Verschwörungstheorie? Oder nur eine Vermutung? Das „übliche“ neo-liberale Gelaber, welches den Staat verteufelt, und vor noch mehr Staat warnt? Nein, offizielle staatliche Aussagen vom heutigen Tage zeigen, dass am deutschen Arbeitsmarkt in die Staatswirtschaft deutliche Stellenzuwächse erleben wird, während produzierende Betriebe nicht nur jetzt, sondern auch in 2021 weiter Stellen abbauen wird.

Staatswirtschaft im Aufwind, Industrie im Rückzug?

De facto heißt das: Die Angestellten in der Privatwirtschaft müssen (insgesamt gesehen) durch Steuern und Abgaben immer mehr, mehr und noch mehr erwirtschaften und abführen, damit die immer größere Zahl der Arbeitsstellen im Rahmen der Staatswirtschaft auch bezahlt werden kann!
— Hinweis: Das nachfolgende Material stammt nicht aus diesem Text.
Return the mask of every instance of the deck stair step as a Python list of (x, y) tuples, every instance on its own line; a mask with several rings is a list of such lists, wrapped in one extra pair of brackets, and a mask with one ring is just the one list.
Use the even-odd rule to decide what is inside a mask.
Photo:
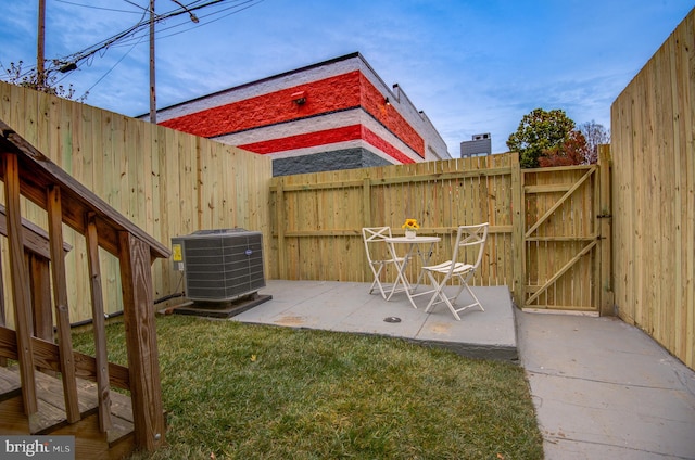
[[(38, 412), (29, 417), (29, 433), (27, 434), (45, 435), (54, 433), (68, 425), (65, 416), (62, 381), (43, 372), (36, 372), (35, 375)], [(21, 395), (18, 367), (0, 367), (0, 404), (21, 397)], [(81, 418), (97, 416), (97, 384), (77, 379), (77, 395)], [(132, 433), (134, 422), (130, 397), (112, 391), (110, 392), (110, 398), (113, 426), (106, 433), (106, 442), (109, 445), (113, 445)], [(18, 414), (18, 417), (26, 419), (23, 413)], [(2, 425), (3, 423), (0, 422), (0, 432), (4, 431)]]

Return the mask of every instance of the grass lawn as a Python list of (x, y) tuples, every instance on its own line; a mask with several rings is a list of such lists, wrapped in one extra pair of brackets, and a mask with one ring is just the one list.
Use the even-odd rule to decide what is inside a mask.
[[(521, 367), (402, 340), (157, 317), (167, 446), (134, 459), (541, 459)], [(109, 358), (126, 365), (123, 324)], [(75, 349), (93, 354), (90, 333)]]

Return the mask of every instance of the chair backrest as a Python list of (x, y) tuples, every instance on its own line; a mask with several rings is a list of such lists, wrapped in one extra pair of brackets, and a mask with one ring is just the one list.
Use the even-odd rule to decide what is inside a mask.
[[(478, 255), (476, 256), (476, 263), (471, 264), (473, 268), (470, 273), (478, 269), (480, 261), (482, 260), (482, 254), (485, 250), (485, 241), (488, 240), (488, 230), (490, 223), (478, 223), (476, 226), (459, 226), (458, 233), (456, 234), (456, 243), (454, 243), (454, 254), (452, 260), (460, 260), (465, 256), (466, 250), (477, 248)], [(463, 255), (460, 253), (464, 253)], [(470, 264), (470, 261), (466, 261)]]
[[(362, 229), (362, 239), (365, 242), (365, 251), (367, 252), (369, 264), (374, 263), (369, 246), (372, 243), (383, 243), (387, 238), (391, 238), (391, 227), (365, 227)], [(382, 251), (386, 247), (386, 244), (383, 244)]]

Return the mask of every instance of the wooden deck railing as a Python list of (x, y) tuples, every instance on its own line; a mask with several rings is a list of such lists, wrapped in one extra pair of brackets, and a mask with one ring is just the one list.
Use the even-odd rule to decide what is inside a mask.
[[(9, 261), (2, 261), (11, 273), (14, 330), (0, 323), (0, 359), (18, 361), (24, 411), (37, 413), (35, 370), (60, 372), (63, 384), (66, 420), (80, 419), (77, 379), (97, 382), (99, 426), (111, 427), (110, 387), (130, 391), (135, 447), (153, 450), (165, 438), (160, 387), (160, 368), (153, 308), (151, 265), (155, 258), (168, 257), (166, 246), (148, 235), (105, 202), (74, 180), (48, 159), (8, 125), (0, 120), (0, 179), (4, 182), (4, 202), (9, 244)], [(35, 274), (26, 264), (26, 228), (21, 215), (21, 197), (47, 212), (48, 252), (42, 257), (40, 289), (33, 283)], [(64, 263), (63, 225), (84, 235), (88, 252), (89, 283), (96, 356), (75, 353), (71, 340), (67, 279)], [(99, 247), (119, 260), (124, 305), (124, 322), (128, 367), (108, 362), (103, 295), (99, 268)], [(50, 282), (45, 261), (50, 259)], [(35, 288), (31, 288), (31, 286)], [(46, 308), (53, 295), (58, 344), (52, 341), (53, 318)], [(40, 297), (40, 298), (38, 298)], [(40, 302), (41, 308), (33, 308)], [(40, 314), (37, 314), (40, 311)], [(47, 314), (48, 311), (48, 314)], [(38, 318), (37, 316), (40, 316)], [(42, 324), (37, 327), (37, 324)], [(48, 332), (50, 328), (50, 333)]]

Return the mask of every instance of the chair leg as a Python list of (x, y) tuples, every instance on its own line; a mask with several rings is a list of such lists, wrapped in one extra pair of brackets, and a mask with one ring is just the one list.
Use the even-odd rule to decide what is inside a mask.
[(375, 286), (379, 286), (379, 292), (383, 298), (387, 298), (386, 292), (383, 292), (383, 286), (381, 285), (381, 281), (379, 277), (381, 277), (381, 270), (383, 270), (383, 264), (379, 264), (379, 269), (375, 269), (371, 267), (371, 272), (374, 273), (374, 281), (371, 282), (371, 286), (369, 286), (369, 294), (371, 294), (375, 290)]
[[(433, 278), (431, 273), (428, 274), (430, 274), (430, 278)], [(435, 280), (432, 280), (432, 282), (435, 282)], [(434, 295), (432, 295), (432, 298), (430, 298), (429, 304), (427, 304), (427, 307), (425, 308), (425, 312), (430, 312), (434, 308), (434, 305), (442, 303), (446, 304), (452, 315), (454, 315), (454, 318), (456, 318), (456, 321), (460, 321), (460, 316), (458, 314), (467, 310), (468, 308), (478, 306), (482, 311), (485, 311), (476, 294), (473, 294), (472, 290), (465, 281), (462, 281), (458, 290), (456, 291), (456, 294), (451, 297), (447, 296), (444, 292), (444, 289), (446, 288), (446, 280), (442, 281), (442, 283), (438, 283), (437, 286), (438, 288), (435, 288)], [(458, 296), (462, 294), (464, 289), (468, 291), (468, 294), (472, 297), (473, 303), (456, 308), (456, 301), (458, 301)], [(434, 302), (437, 297), (439, 297), (439, 302)]]

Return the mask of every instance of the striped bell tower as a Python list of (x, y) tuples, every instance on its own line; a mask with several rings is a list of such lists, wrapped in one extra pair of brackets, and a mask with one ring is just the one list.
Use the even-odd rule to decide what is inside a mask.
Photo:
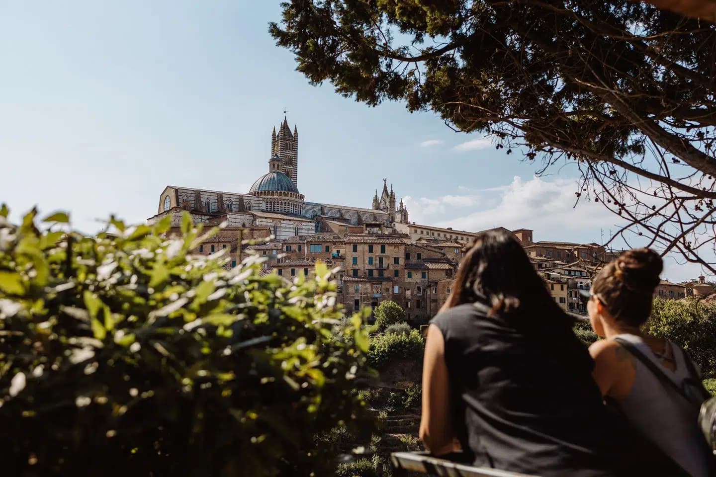
[(274, 132), (271, 137), (271, 155), (278, 156), (284, 161), (283, 172), (296, 187), (299, 187), (299, 130), (294, 126), (291, 132), (289, 122), (284, 117), (284, 122), (279, 127), (279, 132)]

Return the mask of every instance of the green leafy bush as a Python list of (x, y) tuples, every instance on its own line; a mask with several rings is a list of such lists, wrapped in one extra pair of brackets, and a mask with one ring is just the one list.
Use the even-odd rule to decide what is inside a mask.
[(587, 346), (599, 339), (599, 337), (591, 329), (591, 325), (589, 324), (589, 321), (578, 321), (574, 323), (572, 329), (577, 338)]
[(411, 330), (405, 335), (382, 335), (370, 340), (368, 363), (380, 369), (393, 360), (410, 358), (420, 360), (422, 358), (425, 340), (417, 330)]
[(388, 325), (405, 321), (405, 310), (392, 300), (385, 300), (373, 311), (375, 325), (378, 330), (384, 330)]
[(644, 330), (679, 343), (705, 378), (716, 377), (716, 304), (657, 298)]
[(410, 333), (412, 329), (410, 325), (405, 321), (399, 321), (397, 323), (388, 325), (383, 333), (386, 335), (407, 335)]
[(420, 386), (410, 386), (405, 389), (405, 397), (403, 398), (403, 407), (406, 409), (419, 408), (422, 398), (422, 391)]
[(314, 436), (359, 426), (368, 337), (316, 278), (190, 256), (190, 218), (113, 235), (0, 211), (0, 448), (6, 475), (329, 475)]
[(709, 393), (711, 393), (712, 395), (716, 396), (716, 378), (705, 379), (704, 388)]
[(339, 464), (336, 477), (379, 477), (373, 462), (365, 458), (355, 462)]

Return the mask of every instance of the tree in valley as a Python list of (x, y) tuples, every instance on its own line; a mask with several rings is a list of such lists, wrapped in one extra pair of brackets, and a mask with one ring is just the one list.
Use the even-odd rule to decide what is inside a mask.
[(572, 164), (576, 202), (624, 224), (605, 245), (716, 274), (716, 24), (665, 3), (292, 0), (269, 30), (311, 84), (432, 110), (538, 174)]

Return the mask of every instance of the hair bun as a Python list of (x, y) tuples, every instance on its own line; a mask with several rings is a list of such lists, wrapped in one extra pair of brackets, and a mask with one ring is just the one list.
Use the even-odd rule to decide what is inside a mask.
[(614, 262), (614, 275), (629, 290), (648, 295), (659, 285), (664, 262), (648, 248), (626, 250)]

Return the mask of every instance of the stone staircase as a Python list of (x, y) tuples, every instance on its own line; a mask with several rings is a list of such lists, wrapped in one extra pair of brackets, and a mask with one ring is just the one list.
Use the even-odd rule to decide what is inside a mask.
[(381, 443), (381, 452), (401, 452), (414, 451), (409, 447), (404, 440), (406, 438), (417, 438), (418, 428), (420, 426), (420, 416), (417, 414), (403, 414), (391, 415), (383, 421), (383, 436)]

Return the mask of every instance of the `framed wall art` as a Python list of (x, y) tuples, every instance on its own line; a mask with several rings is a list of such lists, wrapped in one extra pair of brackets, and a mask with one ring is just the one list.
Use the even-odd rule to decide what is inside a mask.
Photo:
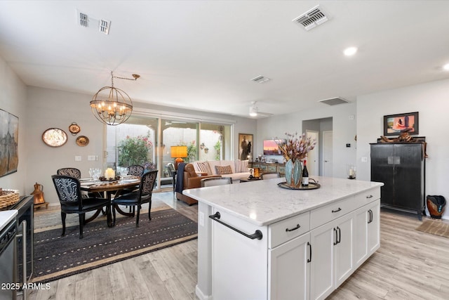
[(417, 112), (384, 116), (384, 136), (398, 136), (403, 132), (418, 134), (418, 117)]
[(0, 110), (0, 177), (17, 172), (19, 118)]
[(239, 158), (251, 160), (253, 157), (253, 135), (239, 133)]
Das Institut für Arbeitsmarkt- und Berufsforschung (IAB), eine Forschungseinrichtung der Bundesagentur für Arbeit, hat heute ihre Prognose für den deutschen Arbeitsmarkt für die Jahre 2020 und 2021 veröffentlicht. Und genau aus diesen Aussagen geht folgendes hervor, auszugsweise im Wortlaut:

Die Zahl der Arbeitslosen steigt laut der IAB-Prognose im Jahresdurchschnitt 2020 um 440.000, im Jahr 2021 könnte sie wieder um 100.000 zurückgehen.

Im Produzierenden Gewerbe gab es insbesondere im zweiten Quartal 2020 einen deutlichen Stellenabbau, der auch 2021 anhalten wird. Im Jahresdurchschnitt 2020 fallen hier 160.000 und 2021 nochmal 60.000 Stellen weg.
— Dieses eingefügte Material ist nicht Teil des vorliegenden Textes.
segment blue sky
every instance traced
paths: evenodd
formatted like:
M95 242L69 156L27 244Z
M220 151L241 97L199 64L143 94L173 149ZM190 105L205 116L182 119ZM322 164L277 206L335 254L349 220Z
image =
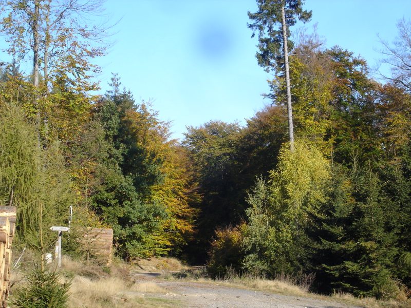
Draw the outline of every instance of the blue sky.
M244 123L270 103L260 95L270 75L257 64L256 38L247 27L255 1L108 0L106 7L113 20L122 19L99 62L102 89L118 73L137 101L152 99L160 119L173 121L174 137L211 120ZM391 41L411 1L307 0L305 8L313 12L305 26L317 23L327 46L361 54L373 67L377 33Z
M118 73L136 101L152 100L160 118L172 121L174 137L212 120L244 124L270 103L261 96L270 75L257 64L257 39L247 27L255 0L107 0L105 7L110 21L121 20L98 60L101 92ZM377 34L391 41L397 21L411 17L409 0L306 0L304 7L313 12L305 27L316 23L327 47L353 51L371 67L381 57Z

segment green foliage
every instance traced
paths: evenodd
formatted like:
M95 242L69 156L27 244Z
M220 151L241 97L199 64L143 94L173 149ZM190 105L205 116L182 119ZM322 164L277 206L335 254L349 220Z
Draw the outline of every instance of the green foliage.
M284 55L282 51L283 37L281 30L282 19L281 7L285 8L286 24L287 27L293 26L297 18L307 22L311 16L311 11L303 10L302 0L257 0L258 10L255 13L248 12L252 23L248 27L253 30L253 36L258 34L258 49L256 57L258 65L266 69L278 72L279 68L284 66ZM289 36L289 31L287 31ZM292 44L289 42L289 50Z
M4 103L0 119L0 200L17 206L19 238L42 251L55 240L50 227L63 222L73 200L70 179L59 145L40 147L18 108Z
M333 288L357 296L395 296L395 204L369 167L335 179L320 235L325 272L320 275Z
M246 269L272 276L304 268L304 228L326 200L329 178L328 162L307 141L293 152L283 146L270 182L258 179L248 198Z
M61 283L56 272L36 267L27 275L27 284L19 287L14 295L16 308L65 308L70 282Z
M223 277L230 268L239 272L244 254L241 247L245 224L218 228L209 251L207 271L213 277Z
Beschäftigungszuwächse erwarten die IAB-Forscher dagegen vor allem im Bereich „Öffentliche Dienstleister, Erziehung und Gesundheit“ (jeweils +190.000 in beiden Jahren).
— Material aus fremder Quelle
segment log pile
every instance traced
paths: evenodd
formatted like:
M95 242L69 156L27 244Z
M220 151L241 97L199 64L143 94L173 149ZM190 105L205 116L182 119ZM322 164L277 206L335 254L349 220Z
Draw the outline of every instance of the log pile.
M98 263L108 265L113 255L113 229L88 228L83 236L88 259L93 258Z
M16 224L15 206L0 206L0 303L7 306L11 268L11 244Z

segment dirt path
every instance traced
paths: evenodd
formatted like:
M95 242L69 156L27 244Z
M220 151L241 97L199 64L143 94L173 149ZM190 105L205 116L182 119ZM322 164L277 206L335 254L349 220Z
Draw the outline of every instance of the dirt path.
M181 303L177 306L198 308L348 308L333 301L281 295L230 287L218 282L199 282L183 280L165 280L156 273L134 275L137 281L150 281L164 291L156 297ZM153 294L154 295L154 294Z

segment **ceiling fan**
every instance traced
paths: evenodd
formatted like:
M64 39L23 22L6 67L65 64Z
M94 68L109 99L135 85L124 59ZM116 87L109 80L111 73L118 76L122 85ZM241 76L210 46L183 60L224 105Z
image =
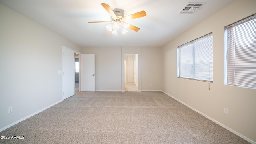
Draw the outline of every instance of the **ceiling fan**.
M111 23L107 26L107 29L110 32L110 34L116 34L118 36L118 29L121 28L123 34L127 32L128 29L130 29L135 32L137 32L140 30L140 28L131 24L128 24L126 22L125 22L129 20L140 18L147 15L146 12L143 10L126 16L124 16L124 14L119 11L116 11L114 12L108 4L104 3L101 4L110 15L110 20L88 22L88 23Z

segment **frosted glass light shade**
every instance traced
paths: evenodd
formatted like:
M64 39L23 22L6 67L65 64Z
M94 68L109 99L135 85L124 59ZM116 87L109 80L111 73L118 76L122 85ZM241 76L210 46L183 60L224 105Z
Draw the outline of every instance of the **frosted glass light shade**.
M127 30L128 28L129 28L129 26L130 26L129 25L129 24L127 24L127 23L124 22L122 23L122 29L123 29L125 30Z
M113 30L117 30L119 28L119 25L117 22L114 22L112 27Z
M112 34L117 34L117 30L113 30L113 31L112 31Z

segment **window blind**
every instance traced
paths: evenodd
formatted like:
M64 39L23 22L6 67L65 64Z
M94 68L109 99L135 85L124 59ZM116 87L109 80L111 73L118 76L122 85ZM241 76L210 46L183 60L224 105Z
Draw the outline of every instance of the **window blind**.
M256 88L256 16L227 28L227 84Z
M178 77L213 81L212 33L181 46L178 50Z

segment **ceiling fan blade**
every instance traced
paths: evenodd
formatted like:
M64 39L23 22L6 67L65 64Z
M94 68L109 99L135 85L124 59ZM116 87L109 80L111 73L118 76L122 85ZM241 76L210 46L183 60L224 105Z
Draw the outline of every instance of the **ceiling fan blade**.
M108 5L108 4L104 4L104 3L102 3L102 4L101 4L101 5L102 6L103 8L105 8L105 9L107 11L107 12L108 12L109 14L110 14L110 16L111 16L112 17L116 17L116 16L115 13L113 11L113 10L112 10L110 7L109 6L109 5Z
M102 23L102 22L111 22L110 21L98 21L98 22L88 22L88 23Z
M136 12L135 14L131 14L130 15L126 16L124 18L126 19L126 20L129 20L141 18L146 15L147 13L146 13L146 12L144 10L142 10L141 12Z
M129 24L129 28L135 32L138 32L140 30L140 28L130 24Z

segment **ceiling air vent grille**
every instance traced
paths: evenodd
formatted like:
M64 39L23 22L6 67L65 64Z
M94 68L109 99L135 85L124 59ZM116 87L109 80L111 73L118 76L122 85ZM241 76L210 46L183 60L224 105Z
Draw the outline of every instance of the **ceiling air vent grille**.
M180 14L193 14L201 8L205 3L188 3L179 12Z

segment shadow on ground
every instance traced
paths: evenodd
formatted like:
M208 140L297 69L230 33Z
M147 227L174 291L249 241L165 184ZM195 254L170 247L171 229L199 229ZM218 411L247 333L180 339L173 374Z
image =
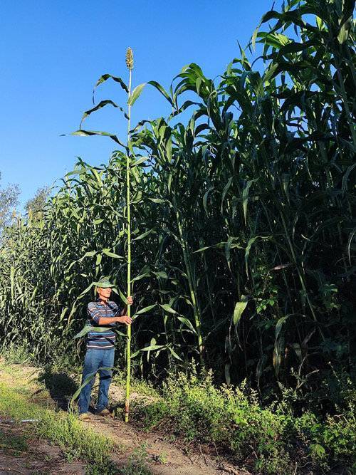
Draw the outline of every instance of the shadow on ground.
M50 367L45 368L38 379L45 385L51 397L58 407L67 411L70 399L78 388L74 379L65 372L53 372Z

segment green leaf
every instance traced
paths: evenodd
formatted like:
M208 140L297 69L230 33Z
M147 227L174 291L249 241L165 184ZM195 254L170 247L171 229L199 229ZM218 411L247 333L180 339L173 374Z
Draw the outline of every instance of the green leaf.
M246 187L242 192L242 207L244 208L244 216L245 218L245 224L247 225L247 203L248 201L248 192L250 191L251 185L257 182L258 179L250 179L247 182Z
M140 97L141 93L142 92L142 89L145 88L145 85L146 83L142 83L142 84L139 84L135 88L127 101L127 104L129 105L132 106L135 104L136 100Z
M153 202L154 203L165 203L166 200L165 199L161 199L160 198L149 198L150 202Z
M188 318L186 318L185 317L181 317L180 315L178 315L178 316L177 317L177 318L180 322L182 322L182 323L184 323L185 325L187 325L187 326L188 327L188 328L189 328L189 330L191 330L193 332L193 333L195 333L195 334L197 335L197 331L196 331L195 328L194 328L194 326L192 325L192 323L189 322L189 320L188 320Z
M176 352L173 350L172 348L169 346L168 350L170 351L172 355L176 358L176 360L179 360L179 361L183 361L183 360L180 357L180 356L178 356L178 355L176 353Z
M234 325L236 325L240 321L244 310L246 308L247 302L237 302L234 310Z
M170 306L169 306L168 303L159 303L159 306L163 308L163 310L165 310L166 312L168 312L169 313L177 313L176 310L174 310Z
M121 147L127 148L126 146L116 137L115 134L112 134L109 132L102 132L101 130L76 130L75 132L72 132L71 135L80 135L81 137L91 137L92 135L103 135L105 137L110 137L110 138L115 142Z
M152 350L159 350L159 348L163 348L164 345L150 345L150 346L145 346L144 348L141 348L140 351L151 351Z
M121 112L123 113L124 117L128 120L129 117L125 112L125 110L122 109L122 108L120 107L120 105L117 105L117 104L115 104L112 100L110 100L110 99L107 99L106 100L101 100L98 105L95 105L95 108L93 108L92 109L90 109L89 110L86 110L82 117L82 120L80 121L80 125L79 126L79 128L82 128L82 124L84 122L84 120L87 118L88 115L90 114L93 114L93 113L96 112L97 110L99 110L99 109L102 109L103 108L105 108L106 105L112 105L114 108L117 108L117 109L120 109Z
M135 317L137 315L140 315L141 313L147 313L147 312L150 312L152 308L155 308L156 306L156 304L154 303L153 305L149 305L147 307L145 307L145 308L141 308L141 310L139 310L135 313L134 315L134 317Z
M113 327L93 327L91 325L85 325L85 326L81 330L79 333L77 333L73 338L80 338L82 336L84 336L90 331L95 332L106 332L108 330L112 330Z
M148 236L149 234L156 234L156 231L155 229L150 229L149 231L146 231L145 232L142 233L142 234L140 234L140 236L137 236L137 237L135 237L132 241L138 241L139 239L142 239L143 238L146 237L146 236Z
M138 165L140 165L142 163L144 163L145 162L147 162L149 159L149 157L141 157L138 160L136 160L136 162L134 162L132 163L130 166L131 168L134 168L134 167L137 167Z
M112 257L115 259L123 259L122 256L119 256L119 254L115 254L114 252L111 252L108 249L103 249L103 252L105 256L108 257Z
M97 88L100 84L102 84L103 83L105 83L106 80L108 79L112 79L115 83L118 83L120 86L122 88L122 89L128 93L129 92L129 88L126 85L126 84L124 83L124 81L121 79L121 78L117 78L117 76L112 76L111 74L103 74L102 76L99 78L98 80L97 83L94 86L94 90L95 88ZM93 91L93 102L94 102L94 90Z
Wird man im Detail die Neueinstellungen bei Staat und öffentlichen Betrieben (zusammen nennen wir das mal die „Staatswirtschaft“) durchgehen, dann wird man im Einzelfall sicher sagen: Ja, diese neue Stelle ist sinnvoll, und die auch, und die auch, und die da… ja dieser neue Job bei dieser Behörde ist auch notwendig. Zum Beispiel mehr Polizisten, mehr Lehrer, mehr Personal für die Gesundheitsämter, mehr Personal für den Zoll für die Kontrollen bei Schwarzarbeit und Einhaltung der Vorschriften bei Fleischbetrieben, mehr Sozialarbeiter etc. Und so könnte man die Liste sicher endlos fortsetzen.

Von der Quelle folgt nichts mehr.